秦詩茵未曾想過素清綰會與她說這些,一時間有些錯愕,微微低著頭抿著唇不言語。四周只有唰唰的樹枝響動,靜謐的讓人有些壓抑。
半晌,秦詩茵抬了頭,含笑道:「清綰你說的沒錯,我會考慮的。」
此時的演武堂,許嘉述端坐在石桌旁飲著溫茶,鼻尖蕩漾著暖暖的茶香,終是將他那有些激動的心性壓了下去。
秦清在他面前來回踱著步,邊敲打著手掌邊道:「殿下,雖然你能在下山後先來找我很讓我感動,但你能不能不要每次來找我都帶給我這麼驚天的資訊?」秦清彷彿極為痛苦,雙手支在石桌兩側,「我只是小小的少府監二子,幫不了你這個忙。」
許嘉述並不看他,皺了皺眉將手中的茶杯放下,然後手指蘸著茶水在石桌上寫了個大大的「七」字:「並非本王來求你,而是你的自救。七弟現今蓄勢已足,朝堂中於他威脅最大的便是太子,而你父親秦康卻是在明面上表示支援太子,如此,便已經站在了風口浪尖上。」
「可太子,是儲君啊。」秦清是個無心仕途的人,自然對這些朝堂上的事情並不敏感,「聖人欽定,即便定王有心奪儲,這也無異於謀反了,他……」
他怎麼敢呢?皇城有錦衣衛,城外有駐軍,各洲有節度使,聖人將自己的軍力分佈的無處不在,若是定王真想謀反,可能連兵都還未出便已經落敗了,這無異於一場無法勝利的戰役。
這,風險太大了。
許嘉述輕笑,眉眼間並沒有經久吃齋唸佛的慈善,反而是因為提及了定王二字顯得有些狠厲:「你怎知,定王他沒有自己的軍隊呢?」
「他現在已經將目光看向了持有虎符的輔國將軍素擎峰。」許嘉述抬眼看向剛剛少女轉身離開的迴廊,眸子中迅速掠過一絲哀傷的情愫,「所以你覺得定王下一個會去對付誰呢?」
秦清似乎是被許嘉述這一句話給驚到了,支著身子好半晌沒說話。他見過父親為了權利參與奪儲,不得不玩弄心計和朝堂那些老狐狸鬥智鬥勇,每每下了朝堂回家都是一副心力交瘁的樣子。這種勾心鬥角的日子太累了,所以他才一直都不願意踏入仕途。

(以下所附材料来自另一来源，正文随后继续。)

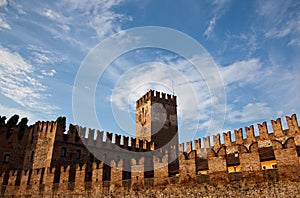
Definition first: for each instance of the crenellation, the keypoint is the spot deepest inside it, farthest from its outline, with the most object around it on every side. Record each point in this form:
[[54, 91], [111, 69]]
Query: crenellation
[[140, 145], [197, 144], [189, 147], [206, 142], [277, 127], [263, 131], [125, 141], [43, 154], [181, 147], [217, 142], [81, 131], [99, 138], [227, 138], [250, 138], [292, 125], [133, 143], [238, 134], [109, 137]]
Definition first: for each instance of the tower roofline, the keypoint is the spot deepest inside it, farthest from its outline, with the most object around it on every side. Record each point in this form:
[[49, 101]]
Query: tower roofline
[[156, 96]]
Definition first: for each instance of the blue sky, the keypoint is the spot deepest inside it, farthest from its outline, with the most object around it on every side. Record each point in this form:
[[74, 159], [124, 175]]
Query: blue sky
[[254, 44]]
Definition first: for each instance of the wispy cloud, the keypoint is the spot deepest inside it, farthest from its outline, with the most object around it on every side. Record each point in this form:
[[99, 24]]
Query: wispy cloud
[[18, 83], [83, 23], [219, 8], [280, 21], [3, 2]]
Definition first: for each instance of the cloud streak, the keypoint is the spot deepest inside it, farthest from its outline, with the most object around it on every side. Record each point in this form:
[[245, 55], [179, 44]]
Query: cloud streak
[[18, 83]]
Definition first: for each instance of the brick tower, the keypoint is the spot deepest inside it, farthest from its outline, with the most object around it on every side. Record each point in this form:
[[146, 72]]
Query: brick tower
[[156, 119]]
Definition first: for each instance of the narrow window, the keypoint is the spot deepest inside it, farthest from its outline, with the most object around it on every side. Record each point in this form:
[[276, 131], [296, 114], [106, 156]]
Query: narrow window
[[78, 153], [6, 158], [32, 155], [63, 152]]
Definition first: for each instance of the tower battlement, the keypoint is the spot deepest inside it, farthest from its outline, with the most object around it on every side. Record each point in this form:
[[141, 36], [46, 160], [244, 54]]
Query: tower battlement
[[156, 96]]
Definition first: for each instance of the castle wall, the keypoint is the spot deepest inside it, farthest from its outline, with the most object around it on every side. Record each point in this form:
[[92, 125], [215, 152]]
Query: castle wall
[[55, 178]]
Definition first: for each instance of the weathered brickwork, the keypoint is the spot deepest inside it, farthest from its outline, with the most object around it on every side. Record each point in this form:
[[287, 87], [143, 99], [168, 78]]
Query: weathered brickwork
[[45, 159]]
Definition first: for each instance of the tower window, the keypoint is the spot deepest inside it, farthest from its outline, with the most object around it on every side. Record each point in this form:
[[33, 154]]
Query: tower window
[[63, 152], [78, 153], [6, 158], [32, 155]]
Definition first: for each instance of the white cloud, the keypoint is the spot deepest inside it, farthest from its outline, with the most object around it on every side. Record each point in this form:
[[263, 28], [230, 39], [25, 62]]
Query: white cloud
[[250, 113], [18, 84], [210, 27], [219, 9], [280, 21], [3, 23], [83, 22], [48, 73], [41, 57], [242, 72], [3, 3]]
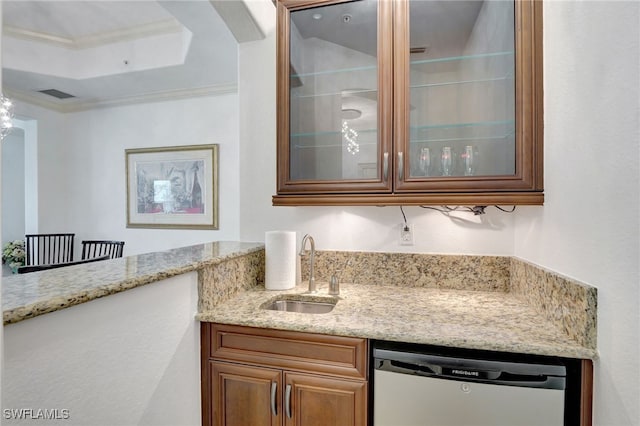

可不得不承認的是,少府監是看官皇家莊園的,在節日之時是與聖人最近的,也是最容易被有心之人盯上的。秦清在這一瞬間,感覺到了自己肩頭究竟有多重。
他恍然間抬起頭,笑道:「殿下果真是心思通透。」
只一句話,許嘉述便知道秦清已經瞭解了所有的狀況,也知道往後該怎麼做了。於是他起身撫掉了身上的落葉,再次抬頭看了一眼院方的飛鳥亭,笑道:「那現在,就只剩下一件事了。」
回將軍府時已經是申時二刻了,東市的許多攤販已經開始收拾了東西打算回家,去城西踏青的人若不參加晚宴的也都回來了,街道上便又是熙熙攘攘的人群,恢復了往日的熱鬧。
素清綰有些頭痛,倚在馬車內打著盹,忽而想起今日許嘉述送的那慄粉糕還未動,便叫了頌春拿來,合著暖茶抿了幾口。甜糯甜糯的,一天的糟糕心情便都散了個乾淨。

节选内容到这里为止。